Although there are valid guidelines for improving the quality of reporting of meta-analyses (QUOROM)1, no guidelines exist on when to stop searching. One of the most important criteria in the QUOROM statement is to report on the data sources for searching for potentially-relevant articles, which include large bibliographic databases such as MEDLINE and EMBASE. However, there is currently no method that researchers can use to systematically and empirically decide when to stop searching when conducting systematic reviews.

Capture-mark-recapture (CMR) has commonly been applied to problems where there are multiple samples of some occurrence. However, not all of the population is observable in any one sample. Thus, the CMR process that can be applied involves getting an initial sample by some method of capture, marking the elements in the sample with some type of tag, and then putting the sample back into the population so that the marked elements are available to be recaptured in subsequent samples. This concept has commonly been used in ecology to estimate the number of fish in a lake2,3, where the first sample of fish is captured. The fish that are caught are then marked with a tag, and then released back into the lake and thus become available when a second and subsequent sample is taken from the lake. The number of marked fish in the second sample is then used with the sizes of the first two samples to estimate the number of fish in the lake. Although it was pioneered in ecology, the CMR concept is now being tested in epidemiology to check the completeness of case ascertainment in population-based studies4, and as a method for assessing publication bias in systematic reviews5. To our knowledge, one study has evaluated the completeness of systematic literature searches6. This study tested the CMR technique using the simplest model possible—the comparison of two databases (MEDLINE, and hand searching) for one journal. However, the process can be extended to more than 2 databases by using the confidence interval (CI) as a stopping rule of a search strategy, and reporting the estimate of the total number of articles and its CI as an estimate of the Horizon (i.e. all possible cases that could exist in the literature).

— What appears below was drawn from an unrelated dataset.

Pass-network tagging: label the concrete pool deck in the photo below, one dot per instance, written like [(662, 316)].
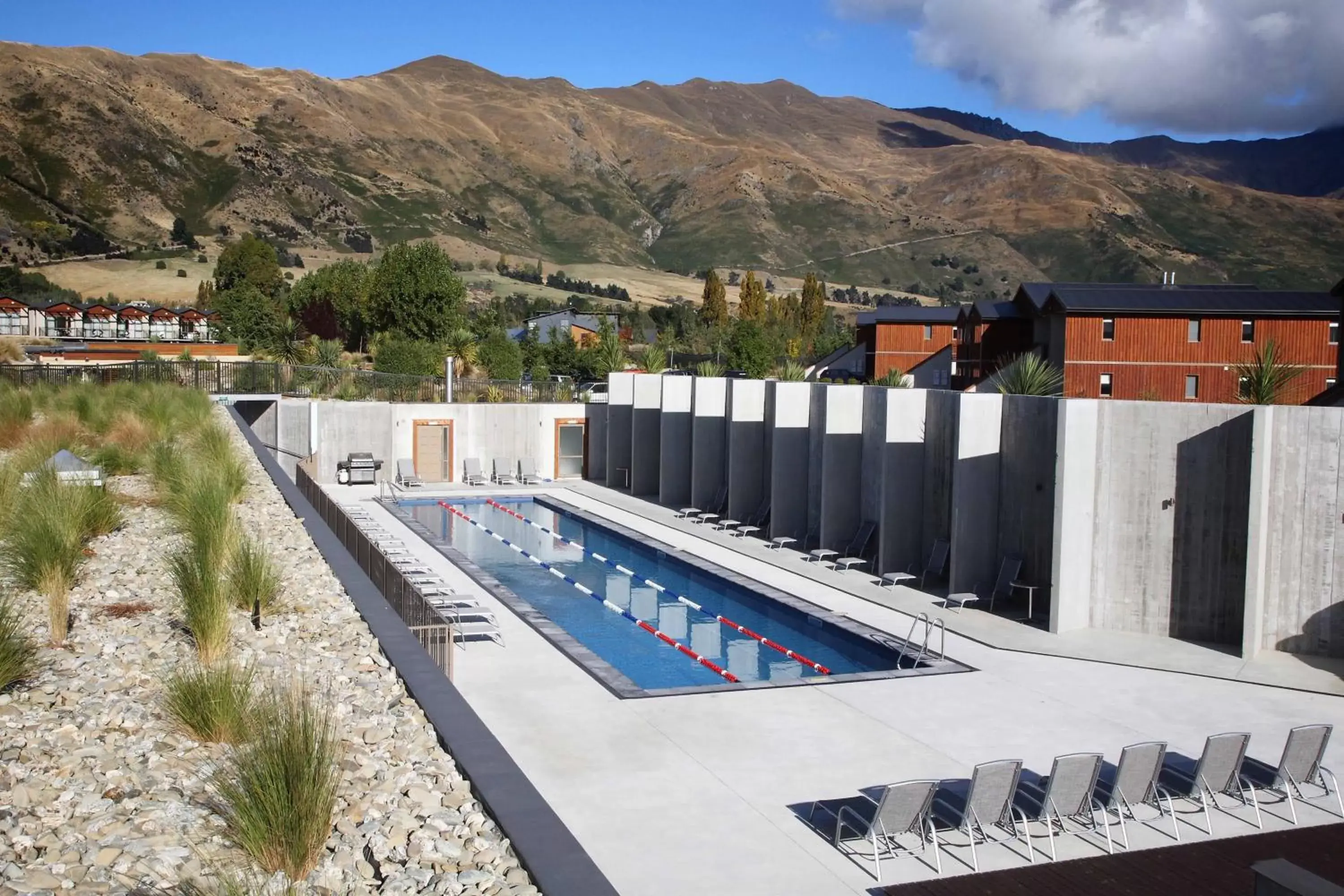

We tested a stopping rule retrospectively by applying the principles of CMR to estimate the Horizon of the total number of articles in the literature for a systematic review of RCTs, which evaluated clinical decision support tools for osteoporosis disease management.

Methods

Methods of the Systematic review:

Studies were identified by searching (in order) MEDLINE (1966 to July 2006), EMBASE (1980 to 2006), CINAHL (1982 to July 2006), and EBM Reviews (CDSR, ACP Journal Club, DARE, and CCTR). We also searched the grey literature: the web sites of CIHR (Canadian Institutes of Health Research), AHRQ (Agency for Healthcare Research and Quality), CRISP (Computer Retrieval of Information on Scientific Projects), the US National Institutes of Health clinical trials register (ClinicalTrials.gov), BMJ Updates, Centre for Chronic Disease Prevention and Control, and Osteoporosis Canada. We reviewed the reference lists of relevant articles, hand searched the current clinical practice guidelines for the diagnosis and management of osteoporosis, and contacted experts in the field.

To generate our list of search terms, we conducted a preliminary search in MEDLINE and EMBASE using known terms and synonyms suggested by clinicians, librarians, and experts in the field to capture all possible textwords and MeSH terms that describe disease management and disease management tools. This list was supplemented by additional terms that were found in studies investigating disease management tools for other chronic diseases such as heart failure, diabetes, and asthma7-10. Using Ovid interface, these terms were first combined using the Boolean “OR”, and then “AND-ed” with osteoporosis in each database. The resulting retrieval yield was then limited using the best sensitivity search strategy filter for treatment studies developed by Haynes et al11.

Studies were included if they were RCTs in any language from 1966 to July 2006 that evaluated disease management interventions in men or women at risk for osteoporosis (age ≥ 65 years of age, postmenopausal women, or > 3 months systematic use of glucocorticoids), a confirmed diagnosis of osteoporosis, or with an existing or previous fragility fracture. Interventions could be in any format (e.g. electronic-, paper-, or program-based) as long as they incorporated an aspect of care coordination and were characterized by any one or a combination of terms that represent disease management tools. The intervention could be directed to patients or any health care professionals in the continuum of care of patients; had to evaluate live patients; and included any component of osteoporosis disease management (i.e. risk assessment, diagnosis, or treatment). We excluded any interventions that evaluated pharmacological strategies (e.g. bisphosphonates, hormone replacement therapy, selective estrogen receptor modulators, or vitamins), unless they were a component of the disease management tool. Outcomes of interest were fragility fractures (vertebral or nonvertebral), bone mineral density (BMD) investigations, initiation of any osteoporosis treatment, and fracture-related complications (e.g. quality of life, admission to long-term care, and fracture-related mortality). We excluded any outcomes related to fractures due to major trauma, primary prevention of osteoporosis, and falls prevention.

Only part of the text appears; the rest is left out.